Myself, I have no desire to hunt. I’ll shoot a deer with my Canon Rebel T1i, and that’s more than good enough for me. Let everybody else sit freezing their arses off in a duck blind at 5am, thank you very much.
Everett Volk
@whidby: Fellow lib-tard hunter here. I love the act of hunting, I love the insight it brings, I love the food it provides.
BruceFromOhio
Dude, chill. Ohio is a lovely purple when viewed from space. On the ground you gots your reds and your blues. I expect you landed in Cincinatti or Columbus. Its fall turkey season, and hunters generate a nice revenue stream for the little itty bitty out-of-the-way places in the south and east of the state.
Spin it how you wish, but I think you’re reading it wrong.
Cacti
@GeneJockey:
You’re right that hunters don’t travel out west for those puny whitetails you easterners are so fond of.
They come for 800 lbs bull elk (which also happens to taste better than deer).
Also too, just a quibble for the thread in general, but Venison = meat of any wild, antlered animal. Venison =/= deer meat only.
Unsympathetic
Is that a rolled-up Constitution underneath that sign, or are you just happy to see me?
..or is it a pile of man-portable Stinger missiles, because that’s exactly what you want to see in a public airport?

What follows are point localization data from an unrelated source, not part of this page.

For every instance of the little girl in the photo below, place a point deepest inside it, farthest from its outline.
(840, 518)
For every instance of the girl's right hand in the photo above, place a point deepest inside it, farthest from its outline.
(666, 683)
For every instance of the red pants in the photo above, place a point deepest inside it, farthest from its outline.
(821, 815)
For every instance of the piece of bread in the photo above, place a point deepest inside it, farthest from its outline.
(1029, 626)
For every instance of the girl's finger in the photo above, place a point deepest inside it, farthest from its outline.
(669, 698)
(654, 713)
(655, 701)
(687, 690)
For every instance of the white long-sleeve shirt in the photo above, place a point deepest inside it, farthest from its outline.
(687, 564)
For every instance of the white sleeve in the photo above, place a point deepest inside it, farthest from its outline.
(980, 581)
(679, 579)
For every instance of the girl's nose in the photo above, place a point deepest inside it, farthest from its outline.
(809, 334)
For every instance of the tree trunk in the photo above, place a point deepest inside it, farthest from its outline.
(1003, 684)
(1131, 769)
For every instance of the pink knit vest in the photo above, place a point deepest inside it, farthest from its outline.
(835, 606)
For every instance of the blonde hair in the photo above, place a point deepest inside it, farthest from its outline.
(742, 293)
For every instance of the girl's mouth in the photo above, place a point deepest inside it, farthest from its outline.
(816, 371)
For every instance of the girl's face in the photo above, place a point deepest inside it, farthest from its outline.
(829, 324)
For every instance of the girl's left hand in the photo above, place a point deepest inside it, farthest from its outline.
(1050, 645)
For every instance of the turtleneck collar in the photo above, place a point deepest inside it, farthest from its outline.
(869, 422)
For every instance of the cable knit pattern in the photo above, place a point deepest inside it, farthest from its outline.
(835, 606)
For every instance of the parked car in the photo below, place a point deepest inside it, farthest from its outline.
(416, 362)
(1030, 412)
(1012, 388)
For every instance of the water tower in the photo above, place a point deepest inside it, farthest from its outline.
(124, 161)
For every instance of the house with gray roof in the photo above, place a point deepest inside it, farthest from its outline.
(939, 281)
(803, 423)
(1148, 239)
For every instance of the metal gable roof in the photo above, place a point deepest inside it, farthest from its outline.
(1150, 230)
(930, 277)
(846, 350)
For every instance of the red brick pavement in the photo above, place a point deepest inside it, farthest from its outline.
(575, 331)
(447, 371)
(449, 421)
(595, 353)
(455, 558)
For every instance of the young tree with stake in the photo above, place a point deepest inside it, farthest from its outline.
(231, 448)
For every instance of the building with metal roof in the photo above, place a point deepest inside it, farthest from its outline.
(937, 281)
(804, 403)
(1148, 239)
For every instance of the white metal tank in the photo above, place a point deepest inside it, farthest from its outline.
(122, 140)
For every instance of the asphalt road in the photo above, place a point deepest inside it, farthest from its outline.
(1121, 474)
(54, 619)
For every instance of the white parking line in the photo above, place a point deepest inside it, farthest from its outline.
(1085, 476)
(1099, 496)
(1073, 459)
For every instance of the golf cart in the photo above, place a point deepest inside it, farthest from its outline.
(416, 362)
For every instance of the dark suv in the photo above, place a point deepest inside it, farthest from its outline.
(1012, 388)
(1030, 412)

dance around in your bones
The only hunting ever done when we lived on the East Coast was by our dog dragging home rotten deer parts left behind by some conscientious hunters.
Though technically, I guess you would call that gathering.
Mu husband DID go salmon fishing with a buddy in British Columbia, and we took the catch to a place that packed it in ice in a kind of fish suitcase so we could fly it home to San Diego.
That was kinda cool to pick up on the baggage carousel.